To save the data, I created an ArrayCollection of Posts with nulls because the data needed should be handled by Doctrine.

$posts = new ArrayCollection([
  new Post(null, null),
  new Post(null, null)
]);

$author = new Author(posts: $posts);

$em->persist($author);
$em->flush();

Thanks!


Solution

  • As already discussed in the comments the basic problem was trying to use ids to associate entities and not having them cross linked properly. I did want to see if I could get passing an array of child elements into a constructor to work. I made a test example inside of the Symfony framework since it has been way too long since I used Doctrine standalone. Everything should still work one the ORM is removed from the mapping namespace.

    I also added a couple of properties to author/post just to make things more realistic.
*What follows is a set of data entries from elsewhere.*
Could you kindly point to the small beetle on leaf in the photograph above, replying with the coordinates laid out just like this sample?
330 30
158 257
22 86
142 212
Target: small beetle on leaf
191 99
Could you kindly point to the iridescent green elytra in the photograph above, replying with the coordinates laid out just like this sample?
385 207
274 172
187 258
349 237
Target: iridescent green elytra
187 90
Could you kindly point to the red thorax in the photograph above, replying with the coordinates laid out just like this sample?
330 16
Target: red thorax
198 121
So this works:

            $author = new Author('David Weber',new ArrayCollection([
                new Post('SafeHold'),
                new Post('Honor'),
            ]));
            $this->em->persist($author);
            $this->em->flush();
    

    The Post entity is pretty much unchanged except for making the $author property an Author instead of an id.
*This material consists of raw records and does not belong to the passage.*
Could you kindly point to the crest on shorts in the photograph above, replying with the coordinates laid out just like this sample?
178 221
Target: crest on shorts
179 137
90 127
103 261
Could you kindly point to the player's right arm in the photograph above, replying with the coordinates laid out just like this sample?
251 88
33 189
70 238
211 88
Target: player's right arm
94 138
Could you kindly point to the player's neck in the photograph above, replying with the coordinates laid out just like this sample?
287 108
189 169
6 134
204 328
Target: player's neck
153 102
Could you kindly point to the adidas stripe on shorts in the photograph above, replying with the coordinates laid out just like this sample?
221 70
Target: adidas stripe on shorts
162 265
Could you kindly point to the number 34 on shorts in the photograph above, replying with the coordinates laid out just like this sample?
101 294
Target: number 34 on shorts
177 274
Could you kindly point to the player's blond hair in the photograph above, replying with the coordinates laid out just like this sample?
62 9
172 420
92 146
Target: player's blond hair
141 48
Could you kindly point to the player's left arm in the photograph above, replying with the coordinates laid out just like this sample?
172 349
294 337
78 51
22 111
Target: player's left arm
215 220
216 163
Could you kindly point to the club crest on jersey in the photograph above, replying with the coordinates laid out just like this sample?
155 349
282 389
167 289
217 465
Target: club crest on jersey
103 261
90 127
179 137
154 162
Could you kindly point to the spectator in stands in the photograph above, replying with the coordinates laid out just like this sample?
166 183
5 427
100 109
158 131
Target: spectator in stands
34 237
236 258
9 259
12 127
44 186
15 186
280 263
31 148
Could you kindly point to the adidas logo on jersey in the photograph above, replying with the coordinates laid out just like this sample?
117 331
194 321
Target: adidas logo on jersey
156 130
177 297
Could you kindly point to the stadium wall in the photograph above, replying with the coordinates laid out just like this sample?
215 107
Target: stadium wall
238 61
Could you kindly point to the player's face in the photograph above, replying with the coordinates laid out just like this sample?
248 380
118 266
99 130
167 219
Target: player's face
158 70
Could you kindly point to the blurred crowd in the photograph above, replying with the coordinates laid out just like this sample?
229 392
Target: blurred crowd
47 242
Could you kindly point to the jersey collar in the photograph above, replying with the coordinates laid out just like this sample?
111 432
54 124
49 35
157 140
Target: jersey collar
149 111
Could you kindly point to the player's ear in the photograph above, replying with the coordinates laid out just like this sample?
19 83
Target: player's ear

    #[ORM\Entity(repositoryClass: PostRepository::class)]
    #[ORM\Table(name: 'posts')]
    class Post
    {
        #[ORM\Id]
        #[ORM\GeneratedValue]
        #[ORM\Column]
        private ?int $id = null;
    
        #[ORM\Column(length: 255)]
        private ?string $title = null;
    
        #[ORM\ManyToOne(inversedBy: 'posts')]
        private ?Author $author = null;
    

    The Author gets a few tweaks to ensure the Post entity is linked to the author:

    #[ORM\Entity(repositoryClass: AuthorRepository::class)]
    #[ORM\Table(name: 'authors')]
    class Author
    {
        #[ORM\Id]
        #[ORM\GeneratedValue]
        #[ORM\Column]
        private ?int $id = null;
    
        #[ORM\Column(length: 255)]
        private ?string $name = null;
    
        #[ORM\OneToMany(mappedBy: 'author', targetEntity: Post::class, cascade: ['persist'])]
        private Collection $posts;
    
        public function __construct(string $name, ?ArrayCollection $posts = null)
        {
            $this->name = $name;
            $this->posts = new ArrayCollection();
            if ($posts !== null) {
                foreach($posts as $post) {
                    $this->addPost($post);
                }
            }
        }
        public function addPost(Post $post): self
        {
            if (!$this->posts->contains($post)) {
                $this->posts->add($post);
                $post->setAuthor($this); // Notice this
            }
    
            return $this;
        }
    

    I should also perhaps point out that the entity skeletons we generated by using Symfony's make:entity command. So methods like addPost are automatically added.